In Zeiten von Corona liegt der Fokus in der Auswahl verstärkt auf der Mieterstruktur eines Zielfonds. Insbesondere eine krisenfeste gute Bonität der Mieter bei einer möglichst langen Mietvertragslaufzeit, die es auch über einen längeren Krisenzeitraum ermöglichen, konstante Ausschüttungen zu generieren, sind attraktiv.

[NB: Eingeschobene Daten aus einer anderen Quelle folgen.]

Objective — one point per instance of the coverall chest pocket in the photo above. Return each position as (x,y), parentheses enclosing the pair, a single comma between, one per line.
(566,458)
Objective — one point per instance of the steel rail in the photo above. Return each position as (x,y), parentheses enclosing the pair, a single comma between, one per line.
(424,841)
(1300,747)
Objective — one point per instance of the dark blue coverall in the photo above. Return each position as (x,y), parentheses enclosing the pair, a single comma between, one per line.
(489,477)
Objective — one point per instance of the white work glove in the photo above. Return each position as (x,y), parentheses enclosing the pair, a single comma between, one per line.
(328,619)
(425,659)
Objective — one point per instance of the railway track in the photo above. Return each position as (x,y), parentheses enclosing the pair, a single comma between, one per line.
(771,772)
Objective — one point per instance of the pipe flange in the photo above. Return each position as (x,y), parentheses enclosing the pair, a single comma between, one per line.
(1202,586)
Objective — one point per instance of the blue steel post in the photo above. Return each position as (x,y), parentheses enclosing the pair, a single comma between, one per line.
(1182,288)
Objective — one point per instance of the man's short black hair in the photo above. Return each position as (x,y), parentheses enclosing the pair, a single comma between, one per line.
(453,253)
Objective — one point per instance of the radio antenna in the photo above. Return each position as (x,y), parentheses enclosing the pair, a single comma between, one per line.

Die gegenwärtige Marktsituation ermöglicht es, Zielfonds, die direkt von der Krise betroffen sind, aber weiterhin über eine gute Perspektive verfügen, mit deutlichen Preisabschlägen zu erwerben.

Die HTB Gruppe wirbt mit aktivem Asset Management, wie genau sieht das aus und welche Vorteile hat der Anleger?

Fonds, bei denen sich abzeichnet, dass diese zukünftig dauerhaft eine schlechte Performance liefern könnten, werden möglichst veräußert. Die Mittel werden dann zeitnah in geeignete Zielfonds reinvestiert. Kurzläufer werden strategisch angekauft und der Rückfluss sowie Gewinn kann zeitnah reinvestiert werden und hebelt so die Fondsperformace insgesamt.

Herr Nicoley, wie viele Objekte haben Sie in der Übersicht?

Wir haben ca. 1.100 Fonds gelistet und sind in ca. 200 Zielfonds investiert. Diese Zielfonds werden von uns mindestens einmal jährlich neu bewertet. Für einen Ankauf darf ein Ankaufsgutachten nicht älter als 3 Monate sein. Darüber hinaus werden im Jahr Zielfonds in ähnlicher Höhe analysiert und bewertet. Nur ein Teil davon kommt für einen Ankauf in Frage. Viele potenzielle Zielfonds haben wir unter Beobachtung und warten hier auf Ereignisse (Mietvertragsverlängerung, Abbau von Fremdwährungsrisiken, Reduktion von Leerstanden, Anschlussfinanzierung etc.), die das Risiko eines Fehlinvestments minimieren.

Herr Fincke, geben Sie uns einen Geheimtipp, welche Anteile kauft der Profi gerade?

Ich empfehle jedem, sein Risiko breit zu streuen und nicht auf einen einzelnen Fonds zu setzen.